WebSocket tick feeds show trades that REST polling silently drops
Contents
I read “Is Your Real-Time Feed Lying to You? Streaming US Stock Tick Data with WebSockets” on DEV Community.
It is not about trading decisions. It is about what disappears from your saved data when you collect prices through REST polling instead of a persistent stream.
I compared the pipeline design with the WebSocket implementation in my own chat project and thought through connection stability and data integrity.
What REST polling loses
When you poll a REST API every few hundred milliseconds to one second, you get aggregated snapshots, not individual trades.
The typical format is the OHLCV bar.
Over a fixed interval (1 second, 1 minute, 5 minutes), the first trade price becomes Open, the highest becomes High, the lowest becomes Low, the last becomes Close, and total volume is Volume.
Five numbers, one bar.
An OHLCV bar summarizes “what happened in this interval,” but individual executions are gone.
If High and Low are the same, you cannot tell whether a large sell hit the book first followed by small buybacks, or many small trades preceded a single large order at the end.

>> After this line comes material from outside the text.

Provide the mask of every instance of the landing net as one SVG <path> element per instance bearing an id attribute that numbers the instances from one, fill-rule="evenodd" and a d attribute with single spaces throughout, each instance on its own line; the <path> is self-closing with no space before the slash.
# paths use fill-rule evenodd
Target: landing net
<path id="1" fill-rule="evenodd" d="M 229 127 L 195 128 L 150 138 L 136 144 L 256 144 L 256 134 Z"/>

Per-trade size, the exchange’s millisecond timestamp, and aggressor side are discarded at aggregation time.
OHLCV is fine for price display.
Order-flow analysis, volume profiling, anomalous trade detection, and accurate backtest logs all need data that is already gone.
Receiving each trade event over WebSocket
WebSocket holds a persistent connection and the server pushes a message every time an event occurs.

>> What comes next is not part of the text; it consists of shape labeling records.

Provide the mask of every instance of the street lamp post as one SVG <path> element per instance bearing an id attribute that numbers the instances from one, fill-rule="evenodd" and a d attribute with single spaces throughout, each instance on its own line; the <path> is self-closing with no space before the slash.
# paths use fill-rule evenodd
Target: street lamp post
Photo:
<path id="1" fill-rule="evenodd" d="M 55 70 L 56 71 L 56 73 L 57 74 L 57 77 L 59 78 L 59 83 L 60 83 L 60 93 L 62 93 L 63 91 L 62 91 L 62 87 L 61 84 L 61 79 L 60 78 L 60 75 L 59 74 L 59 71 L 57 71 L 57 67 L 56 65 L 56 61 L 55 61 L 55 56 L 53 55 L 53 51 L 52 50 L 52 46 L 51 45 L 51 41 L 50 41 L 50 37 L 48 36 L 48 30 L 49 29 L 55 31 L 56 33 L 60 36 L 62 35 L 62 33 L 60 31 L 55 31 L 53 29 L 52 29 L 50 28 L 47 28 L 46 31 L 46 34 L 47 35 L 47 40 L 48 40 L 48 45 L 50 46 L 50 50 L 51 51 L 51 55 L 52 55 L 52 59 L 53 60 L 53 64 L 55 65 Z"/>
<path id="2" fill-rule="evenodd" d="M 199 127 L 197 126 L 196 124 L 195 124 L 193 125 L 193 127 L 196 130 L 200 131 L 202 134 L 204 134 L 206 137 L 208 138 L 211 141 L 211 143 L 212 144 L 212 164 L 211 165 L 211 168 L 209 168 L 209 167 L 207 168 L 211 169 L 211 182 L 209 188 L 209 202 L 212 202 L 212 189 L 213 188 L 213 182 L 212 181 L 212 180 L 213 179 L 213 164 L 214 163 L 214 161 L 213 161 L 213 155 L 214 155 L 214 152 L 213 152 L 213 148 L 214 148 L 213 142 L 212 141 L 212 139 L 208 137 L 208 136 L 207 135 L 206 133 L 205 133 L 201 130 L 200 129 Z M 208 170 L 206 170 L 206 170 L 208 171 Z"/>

Unlike REST polling, there is no request-response cycle per trade, so data arrives the instant an execution happens.
This is the classic “bidirectional, low-latency” use case I organized in the low-latency real-time sync article.
The question is what to do after receiving.

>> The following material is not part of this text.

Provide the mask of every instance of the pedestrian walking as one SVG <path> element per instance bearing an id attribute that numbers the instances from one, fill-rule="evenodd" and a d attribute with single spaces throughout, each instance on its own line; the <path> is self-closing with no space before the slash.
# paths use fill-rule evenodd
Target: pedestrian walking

If the receive callback writes to a database or updates the UI directly, any stall there blocks WebSocket message processing itself.
The pipeline splits into receive, queue, and downstream processing.
graph LR
A["Market Data API<br/>WebSocket"] --> B["Receiver"]
B --> C["Queue"]
C --> D["Persistence<br/>store every tick"]
C --> E["Aggregation & Alerts"]
E --> F["UI Update<br/>throttled to 4-5/sec"]
The receive callback parses JSON, does minimal validation, pushes to the queue, and returns.
Persistence, aggregation, alerts, and screen updates all run asynchronously downstream.
Throttle rendering and persistence separately
Active symbols can produce tens to hundreds of executions per second.
Rewriting the DOM on every tick would drop frames in the browser, so screen updates should be throttled to around 4-5 times per second.
The values shown to the frontend are the latest price, recent volume, and perhaps a short moving average.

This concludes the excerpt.